Son frère avait arpenté Paris nuit et jour, en vain
« L’hôpital l’avait enregistrée sous le nom de son ex-mari, Kardan, et elle se fait aussi appeler parfois Rauda », expliquait alors au Parisien son frère, Rasem, qui arpentait Paris jour et nuit pour retrouver celle que les autorités n’arrivent pas à localiser. Une enquête avait été ouverte à la BRDP (brigade de police judiciaire de répression de la délinquance contre la personne), qui centralise toutes les disparitions inquiétantes signalées sur la capitale et les trois départements limitrophes (Hauts-de-Seine, Seine-Saint-Denis et Val-de-Marne). L’ambassade d’Israël a alerté les médias et l’agence israélienne Magnus, spécialisée dans les opérations de sauvetage partout dans le monde, s’est mise sur les rangs.
C’est finalement une équipe du Samu social de Paris que l’on doit ce dénouement aux allures de happy end, lors d’une maraude de nuit, le 7 mars, dans le XIIe arrondissement.
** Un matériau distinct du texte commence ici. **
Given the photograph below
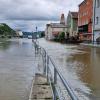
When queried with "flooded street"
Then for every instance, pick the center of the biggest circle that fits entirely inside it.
(17, 67)
(80, 65)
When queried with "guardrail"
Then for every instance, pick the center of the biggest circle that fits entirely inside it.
(52, 73)
(92, 42)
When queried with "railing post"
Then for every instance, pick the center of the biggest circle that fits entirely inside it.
(47, 68)
(44, 62)
(55, 82)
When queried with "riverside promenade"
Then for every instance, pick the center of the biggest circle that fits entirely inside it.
(49, 83)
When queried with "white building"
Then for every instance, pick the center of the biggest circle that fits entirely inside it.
(54, 29)
(96, 28)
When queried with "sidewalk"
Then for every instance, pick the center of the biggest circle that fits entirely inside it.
(90, 44)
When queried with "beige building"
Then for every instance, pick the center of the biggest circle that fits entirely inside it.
(54, 29)
(72, 23)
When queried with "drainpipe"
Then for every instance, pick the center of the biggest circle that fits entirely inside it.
(94, 5)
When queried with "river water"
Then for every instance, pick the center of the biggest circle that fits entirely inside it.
(17, 68)
(80, 65)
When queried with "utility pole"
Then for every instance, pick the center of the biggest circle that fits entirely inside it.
(94, 6)
(36, 33)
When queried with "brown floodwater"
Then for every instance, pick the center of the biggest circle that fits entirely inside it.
(80, 65)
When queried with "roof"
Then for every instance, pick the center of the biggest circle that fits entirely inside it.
(74, 14)
(58, 25)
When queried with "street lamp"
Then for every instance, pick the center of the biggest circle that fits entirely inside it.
(94, 5)
(36, 33)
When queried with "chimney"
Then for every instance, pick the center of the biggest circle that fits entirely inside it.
(62, 20)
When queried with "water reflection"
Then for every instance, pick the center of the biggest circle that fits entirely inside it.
(17, 66)
(80, 65)
(4, 44)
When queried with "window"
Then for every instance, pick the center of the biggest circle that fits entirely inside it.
(97, 20)
(97, 3)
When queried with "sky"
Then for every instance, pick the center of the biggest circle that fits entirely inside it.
(25, 15)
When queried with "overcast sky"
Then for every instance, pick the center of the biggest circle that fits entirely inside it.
(27, 14)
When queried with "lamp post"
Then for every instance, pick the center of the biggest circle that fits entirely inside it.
(94, 5)
(36, 33)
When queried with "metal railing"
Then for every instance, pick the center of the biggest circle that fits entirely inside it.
(91, 42)
(52, 74)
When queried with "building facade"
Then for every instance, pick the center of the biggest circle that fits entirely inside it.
(96, 33)
(85, 20)
(72, 23)
(54, 29)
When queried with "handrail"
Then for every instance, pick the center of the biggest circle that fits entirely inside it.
(48, 59)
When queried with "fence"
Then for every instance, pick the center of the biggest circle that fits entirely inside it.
(53, 75)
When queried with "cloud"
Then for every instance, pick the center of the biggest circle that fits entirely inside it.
(21, 12)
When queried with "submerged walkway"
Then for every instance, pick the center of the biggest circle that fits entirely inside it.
(41, 90)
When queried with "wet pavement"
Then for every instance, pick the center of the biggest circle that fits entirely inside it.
(17, 68)
(80, 65)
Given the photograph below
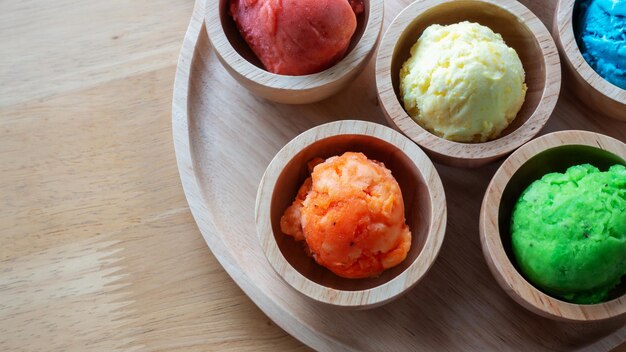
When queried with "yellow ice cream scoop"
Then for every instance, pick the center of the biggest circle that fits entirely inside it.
(462, 82)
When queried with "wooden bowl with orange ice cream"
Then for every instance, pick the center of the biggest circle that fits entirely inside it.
(336, 236)
(294, 51)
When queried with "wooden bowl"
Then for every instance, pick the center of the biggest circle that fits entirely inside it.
(519, 28)
(242, 64)
(424, 202)
(590, 87)
(554, 152)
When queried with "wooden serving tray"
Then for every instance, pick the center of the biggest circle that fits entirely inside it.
(225, 138)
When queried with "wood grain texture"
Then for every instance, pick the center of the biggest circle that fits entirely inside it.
(424, 210)
(225, 137)
(98, 249)
(241, 63)
(520, 29)
(602, 96)
(557, 151)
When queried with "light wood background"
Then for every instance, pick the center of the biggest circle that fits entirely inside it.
(98, 249)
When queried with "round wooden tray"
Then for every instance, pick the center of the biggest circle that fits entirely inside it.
(225, 138)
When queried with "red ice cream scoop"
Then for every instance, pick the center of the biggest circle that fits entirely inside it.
(297, 37)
« C’était une personne connue de nos équipes, mais sous un autre nom »
« C’était une personne connue de nos équipes, mais sous un autre nom, et cela faisait longtemps que les équipes ne la voyaient plus, explique-t-on au Samu social. Ce soir-là, elle a donné son identité, la vraie, après avoir entendu qu’elle était recherchée. L’équipe a vérifié avec les avis de disparition, et compris qu’il s’agissait bien de cette dame. » Le Samu social a notamment signé une convention avec l’Arpd, association d’assistance et de recherche de personnes disparues, qui transmet les avis de disparition, avec photos et noms. Ici, Lutfia Zbad.
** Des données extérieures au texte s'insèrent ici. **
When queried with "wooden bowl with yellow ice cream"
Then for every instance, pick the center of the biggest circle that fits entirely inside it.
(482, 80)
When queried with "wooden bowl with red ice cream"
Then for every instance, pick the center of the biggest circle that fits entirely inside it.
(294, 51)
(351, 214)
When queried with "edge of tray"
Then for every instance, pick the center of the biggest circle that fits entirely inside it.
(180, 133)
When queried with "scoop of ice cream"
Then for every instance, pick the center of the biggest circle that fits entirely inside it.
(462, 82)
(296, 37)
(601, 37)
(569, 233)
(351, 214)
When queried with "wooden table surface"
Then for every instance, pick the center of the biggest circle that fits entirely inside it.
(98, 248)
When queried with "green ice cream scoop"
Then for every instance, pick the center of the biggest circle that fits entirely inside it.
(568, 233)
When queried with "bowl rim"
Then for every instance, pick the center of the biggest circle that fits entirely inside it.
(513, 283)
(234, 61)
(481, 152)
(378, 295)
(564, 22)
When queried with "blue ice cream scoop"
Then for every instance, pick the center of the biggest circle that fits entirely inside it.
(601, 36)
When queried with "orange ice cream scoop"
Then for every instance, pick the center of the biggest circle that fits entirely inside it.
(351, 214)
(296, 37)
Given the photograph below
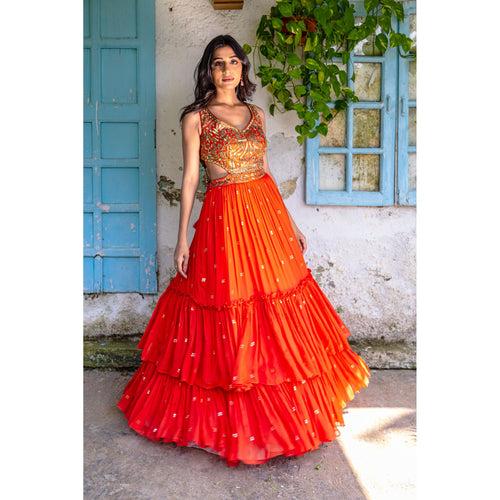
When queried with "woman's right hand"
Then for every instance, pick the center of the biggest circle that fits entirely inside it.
(181, 257)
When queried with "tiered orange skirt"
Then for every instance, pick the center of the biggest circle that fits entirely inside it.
(247, 357)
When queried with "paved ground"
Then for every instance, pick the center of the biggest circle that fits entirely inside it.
(374, 457)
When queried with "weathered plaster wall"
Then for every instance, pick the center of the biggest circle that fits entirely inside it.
(364, 258)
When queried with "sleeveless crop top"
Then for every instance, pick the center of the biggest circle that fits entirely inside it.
(239, 152)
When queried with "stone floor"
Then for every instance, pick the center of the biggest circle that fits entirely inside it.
(374, 457)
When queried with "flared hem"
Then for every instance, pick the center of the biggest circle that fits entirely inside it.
(253, 426)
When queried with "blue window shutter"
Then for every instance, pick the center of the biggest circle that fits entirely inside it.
(347, 195)
(407, 149)
(119, 146)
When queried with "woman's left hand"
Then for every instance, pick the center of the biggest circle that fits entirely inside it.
(301, 239)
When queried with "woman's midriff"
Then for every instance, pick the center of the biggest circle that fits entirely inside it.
(215, 172)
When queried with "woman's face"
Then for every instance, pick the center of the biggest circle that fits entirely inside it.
(226, 68)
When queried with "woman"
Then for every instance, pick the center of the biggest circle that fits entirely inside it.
(244, 356)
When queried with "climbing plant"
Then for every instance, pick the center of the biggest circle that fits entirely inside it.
(300, 41)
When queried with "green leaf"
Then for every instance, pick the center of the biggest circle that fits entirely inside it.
(309, 44)
(277, 23)
(322, 128)
(300, 90)
(280, 36)
(293, 59)
(312, 64)
(371, 4)
(381, 42)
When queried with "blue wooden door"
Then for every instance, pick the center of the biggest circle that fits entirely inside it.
(407, 118)
(119, 146)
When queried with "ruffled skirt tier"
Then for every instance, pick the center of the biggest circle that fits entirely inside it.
(246, 357)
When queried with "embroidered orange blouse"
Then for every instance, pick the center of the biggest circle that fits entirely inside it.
(239, 152)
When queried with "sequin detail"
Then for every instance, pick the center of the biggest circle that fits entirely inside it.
(239, 152)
Les équipes des maraudes parlent plusieurs langues, et peuvent toujours s’appuyer sur un service de traduction, 24 heures sur 24. Ce soir-là, un travailleur parlait l’arabe, et a même servi d’interprète au commissariat de police d’arrondissement, où les retrouvailles vidéo ont eu lieu. Un gardien de la paix a réussi à mettre la main sur le numéro de la famille en Israël, l’appel a été organisé en visio. « Cette dernière reconnaît formellement sa fille via une conversation vidéo », note le policier. Un médecin est appelé pour s’assurer de l’état de santé de cette miraculée. Elle va suffisamment bien pour ne pas être hospitalisée.
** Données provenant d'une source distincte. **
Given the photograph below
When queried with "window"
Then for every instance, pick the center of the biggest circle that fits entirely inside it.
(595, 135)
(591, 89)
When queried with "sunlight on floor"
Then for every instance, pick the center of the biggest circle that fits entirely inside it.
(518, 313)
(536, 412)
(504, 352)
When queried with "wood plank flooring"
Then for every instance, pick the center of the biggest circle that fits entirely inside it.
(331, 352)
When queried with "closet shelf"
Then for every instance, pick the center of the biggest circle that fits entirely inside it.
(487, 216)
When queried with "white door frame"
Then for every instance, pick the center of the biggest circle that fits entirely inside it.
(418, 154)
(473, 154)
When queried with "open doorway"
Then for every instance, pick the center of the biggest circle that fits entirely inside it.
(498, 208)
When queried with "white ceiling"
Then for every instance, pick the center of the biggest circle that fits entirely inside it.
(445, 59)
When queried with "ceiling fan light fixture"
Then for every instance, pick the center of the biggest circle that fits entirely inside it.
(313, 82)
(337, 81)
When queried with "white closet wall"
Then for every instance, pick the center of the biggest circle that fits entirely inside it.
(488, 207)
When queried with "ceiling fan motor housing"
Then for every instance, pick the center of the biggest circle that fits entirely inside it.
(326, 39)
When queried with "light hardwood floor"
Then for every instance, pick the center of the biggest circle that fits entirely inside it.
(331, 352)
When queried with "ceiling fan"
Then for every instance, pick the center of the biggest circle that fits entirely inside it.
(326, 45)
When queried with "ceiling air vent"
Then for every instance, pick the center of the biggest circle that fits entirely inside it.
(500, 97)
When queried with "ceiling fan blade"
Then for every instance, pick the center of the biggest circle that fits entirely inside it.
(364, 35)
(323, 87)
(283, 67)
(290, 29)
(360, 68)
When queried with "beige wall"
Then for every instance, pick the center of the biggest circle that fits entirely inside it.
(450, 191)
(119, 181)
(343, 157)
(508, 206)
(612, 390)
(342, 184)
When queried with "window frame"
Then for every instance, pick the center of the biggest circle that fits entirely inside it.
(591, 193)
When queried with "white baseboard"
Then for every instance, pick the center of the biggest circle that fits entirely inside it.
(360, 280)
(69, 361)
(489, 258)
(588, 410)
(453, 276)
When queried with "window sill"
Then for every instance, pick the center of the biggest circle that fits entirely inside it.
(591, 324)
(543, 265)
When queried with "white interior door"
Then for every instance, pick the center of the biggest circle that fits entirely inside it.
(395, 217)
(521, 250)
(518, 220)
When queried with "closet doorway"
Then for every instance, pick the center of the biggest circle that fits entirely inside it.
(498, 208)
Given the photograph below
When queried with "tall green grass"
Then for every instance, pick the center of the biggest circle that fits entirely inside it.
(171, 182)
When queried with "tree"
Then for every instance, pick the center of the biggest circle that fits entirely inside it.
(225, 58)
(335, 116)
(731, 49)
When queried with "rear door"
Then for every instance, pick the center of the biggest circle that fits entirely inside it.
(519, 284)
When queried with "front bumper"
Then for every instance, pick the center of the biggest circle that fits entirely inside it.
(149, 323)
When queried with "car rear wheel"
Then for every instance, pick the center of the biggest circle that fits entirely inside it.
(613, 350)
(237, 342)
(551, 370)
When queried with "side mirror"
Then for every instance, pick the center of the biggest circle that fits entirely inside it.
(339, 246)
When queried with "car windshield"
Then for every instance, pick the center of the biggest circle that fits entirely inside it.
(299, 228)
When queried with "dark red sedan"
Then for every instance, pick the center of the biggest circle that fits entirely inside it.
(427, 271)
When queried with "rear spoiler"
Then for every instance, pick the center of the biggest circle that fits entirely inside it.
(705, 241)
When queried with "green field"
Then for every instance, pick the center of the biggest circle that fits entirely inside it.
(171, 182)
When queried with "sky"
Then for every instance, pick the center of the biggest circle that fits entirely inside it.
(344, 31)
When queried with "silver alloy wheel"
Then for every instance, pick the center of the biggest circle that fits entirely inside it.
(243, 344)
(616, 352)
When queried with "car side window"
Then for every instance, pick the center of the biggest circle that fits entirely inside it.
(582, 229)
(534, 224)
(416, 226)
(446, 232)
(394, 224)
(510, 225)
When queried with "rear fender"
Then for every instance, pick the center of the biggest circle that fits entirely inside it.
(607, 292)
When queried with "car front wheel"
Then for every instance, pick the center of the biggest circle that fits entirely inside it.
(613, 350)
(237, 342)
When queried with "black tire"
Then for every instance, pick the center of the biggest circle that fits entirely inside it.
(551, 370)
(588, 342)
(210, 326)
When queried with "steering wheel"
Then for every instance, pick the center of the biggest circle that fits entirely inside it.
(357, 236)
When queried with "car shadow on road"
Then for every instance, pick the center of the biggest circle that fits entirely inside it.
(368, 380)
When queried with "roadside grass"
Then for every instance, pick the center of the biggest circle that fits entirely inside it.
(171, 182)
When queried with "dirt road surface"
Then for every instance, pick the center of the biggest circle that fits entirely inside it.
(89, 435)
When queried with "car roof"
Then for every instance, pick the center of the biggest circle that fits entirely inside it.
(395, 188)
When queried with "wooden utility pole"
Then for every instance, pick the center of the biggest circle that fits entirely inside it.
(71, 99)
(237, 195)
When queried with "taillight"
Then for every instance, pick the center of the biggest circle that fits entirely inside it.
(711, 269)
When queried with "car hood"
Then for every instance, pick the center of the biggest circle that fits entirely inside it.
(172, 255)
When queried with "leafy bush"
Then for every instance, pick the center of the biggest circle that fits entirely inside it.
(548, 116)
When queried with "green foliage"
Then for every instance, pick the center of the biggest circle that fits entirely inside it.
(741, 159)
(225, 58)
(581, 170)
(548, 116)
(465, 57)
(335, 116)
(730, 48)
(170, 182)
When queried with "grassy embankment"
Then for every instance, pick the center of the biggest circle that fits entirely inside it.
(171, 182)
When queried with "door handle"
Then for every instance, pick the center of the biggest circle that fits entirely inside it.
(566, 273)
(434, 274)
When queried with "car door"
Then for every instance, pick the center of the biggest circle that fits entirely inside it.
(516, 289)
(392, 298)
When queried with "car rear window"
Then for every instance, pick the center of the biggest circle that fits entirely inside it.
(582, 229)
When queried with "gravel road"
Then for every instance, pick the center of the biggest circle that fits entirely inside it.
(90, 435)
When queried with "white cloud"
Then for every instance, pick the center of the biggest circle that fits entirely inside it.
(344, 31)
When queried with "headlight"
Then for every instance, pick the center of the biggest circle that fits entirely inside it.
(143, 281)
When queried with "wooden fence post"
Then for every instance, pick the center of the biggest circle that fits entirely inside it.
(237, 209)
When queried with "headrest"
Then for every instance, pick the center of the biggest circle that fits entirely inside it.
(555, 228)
La fin de deux ans et demi de mystère
L’ambassade d’Israël indique que Lutfia Zbad a rejoint les siens en Israël. Sa famille est venue la chercher en France. « Nous étions en contact avec le service de police chargé de l’enquête (la BRDP), nous avons organisé des tournées pour la retrouver et médiatisé sa disparition », précise-t-on à l’ambassade.
Comment cette femme vulnérable a-t-elle survécu près de deux ans et demi et traversé cinq vagues de Covid, sans que personne ne fasse le rapprochement ? Au Samu social, on précise que l’aide apportée aux démunis est inconditionnelle. On ne demande pas leurs papiers aux sans-abri pour leur venir en aide : « Nous fonctionnons sur le déclaratif et la confiance, certains donnent leur nom, le leur ou pas, d’ailleurs, pour tout un tas de raison. »
Lutfia Zbad, aujourd’hui âgée de 55 ans, aurait mis plus de deux ans à donner le sien, pour une raison que personne n’explique encore.